Art student uses acrylic and oil ink-drawn patterns to pick out words from the text

BENGALURU: A Kiss in Time, a show by city-based artist that blurs the lines between the worlds of art and literature, concludes on Wednesday. The first solo by Mini Giri features acrylic and oil ink-drawn patterns on the Collected Works of Shakespeare, a book she has had for 20 years now, to create found poetry.

Found poetry, compared to a literary collage, is poetry formed using words or lines from another text. The found poet decides where to break the lines or how to arrange the words. The words could be drawn from newspaper articles, street signs, graffiti, speeches, letters or other poems. T S Eliot’s The Wasteland is said to have used words from Shakespearean theatre and Greek mythology.

Giri, pursuing art history at University of the Creative Arts, UK, says she fell in love with Shakespeare, poetry “and perhaps love itself” when she was 15, about the time when she bought this book.

“Around a year ago, I began doing found poetry more seriously; it’s a technique used widely to teach literature and poetry but I don’t know of anyone who does it dedicatedly,” she says.

Giri, who earlier taught art to IGCSE and A-level students at her house in Whitefield, took up art ‘commercially’ five or six years ago. She has been a part of a few group shows in Bengaluru.

“But I wanted to wait till I had something substantial, a body of my own work, like before I did a solo show,” she says. And this turned out to be though. She had hardly thought she would put it out for public viewing when she began experimenting.

Creative process

“I first form the words and then draw,” says Giri, who also writes poetry for herself nearly every day.

So is found poetry harder than the other writing or art she does? “There are more restrictions because the words are given to you. But as for challenging, you could say that of any art.”

Power of Love

The concept, she says, seems to have caught on with visitors. “I’ve seen couples enter separately, but leave holding hands,” she says. Four or five were even inclined to buy it. Her pieces, prints of the patterns on the yellowing pages re-inked, are priced around `35,000.
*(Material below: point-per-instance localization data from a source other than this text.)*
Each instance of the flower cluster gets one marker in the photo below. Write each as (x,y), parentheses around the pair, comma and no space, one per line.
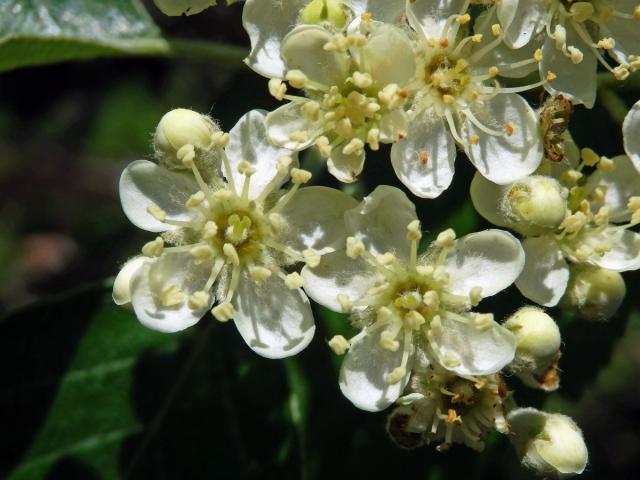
(239,237)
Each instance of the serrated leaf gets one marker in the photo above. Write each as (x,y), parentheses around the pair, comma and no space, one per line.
(37,32)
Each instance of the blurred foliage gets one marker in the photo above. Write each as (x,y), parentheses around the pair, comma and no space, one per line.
(88,393)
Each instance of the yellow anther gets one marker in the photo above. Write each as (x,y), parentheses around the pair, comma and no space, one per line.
(339,345)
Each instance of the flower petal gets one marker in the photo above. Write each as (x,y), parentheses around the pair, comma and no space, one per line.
(248,142)
(507,158)
(424,161)
(621,184)
(546,273)
(337,274)
(487,198)
(381,220)
(575,81)
(625,251)
(316,219)
(303,49)
(275,321)
(144,184)
(491,260)
(466,350)
(155,277)
(631,134)
(290,119)
(267,23)
(363,376)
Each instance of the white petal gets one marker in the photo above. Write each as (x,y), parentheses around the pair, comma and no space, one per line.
(546,273)
(337,274)
(363,376)
(424,161)
(316,219)
(622,184)
(276,322)
(388,56)
(267,23)
(143,184)
(154,277)
(522,22)
(505,159)
(248,142)
(491,260)
(631,134)
(345,168)
(624,255)
(381,221)
(303,49)
(287,120)
(487,198)
(466,350)
(429,17)
(575,81)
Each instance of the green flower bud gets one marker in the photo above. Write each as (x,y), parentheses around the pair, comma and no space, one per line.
(594,293)
(178,128)
(321,11)
(535,205)
(549,443)
(175,8)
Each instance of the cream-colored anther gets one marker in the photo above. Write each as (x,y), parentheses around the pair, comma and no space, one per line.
(355,247)
(277,88)
(198,300)
(388,341)
(296,78)
(171,296)
(414,233)
(223,312)
(259,274)
(339,344)
(231,253)
(345,302)
(293,281)
(157,213)
(195,199)
(354,147)
(446,238)
(361,80)
(414,320)
(153,248)
(300,176)
(396,375)
(606,165)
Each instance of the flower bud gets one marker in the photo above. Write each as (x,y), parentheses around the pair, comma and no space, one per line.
(122,284)
(549,443)
(178,128)
(594,293)
(320,11)
(538,348)
(175,8)
(535,205)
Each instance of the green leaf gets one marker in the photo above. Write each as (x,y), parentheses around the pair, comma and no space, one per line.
(37,32)
(68,393)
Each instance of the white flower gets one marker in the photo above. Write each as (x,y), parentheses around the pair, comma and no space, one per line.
(574,37)
(603,207)
(631,135)
(549,443)
(175,8)
(402,301)
(458,100)
(354,87)
(231,242)
(450,409)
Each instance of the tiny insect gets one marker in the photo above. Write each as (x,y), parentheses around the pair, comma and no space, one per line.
(554,120)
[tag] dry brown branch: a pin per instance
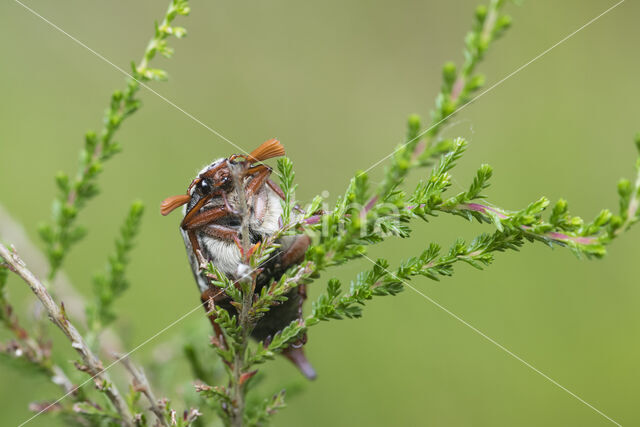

A Kiss in Time, Mahua Art Gallery, The Collonade, C Level, The Leela Palace, Old Airport Road, from 11 am to 7 pm

Mini Giri’s Note

With the current collection, I’m exploring the Renaissance concepts of romance and love, often unrequited within the context of the 21st Century. Does Shakespearean poetry fit into the 21st century mental construct of love and desire? In the conceptual art space in India, there has been an explosion of art that depicts femininity under attack due to recent socio-cultural contexts. There are boundaries being drawn around gender that only seem to polarise conflict rather than setting contexts that can bring people together. In a time when sexual interaction is of primary importance does poetry and old world romance still hold an appeal?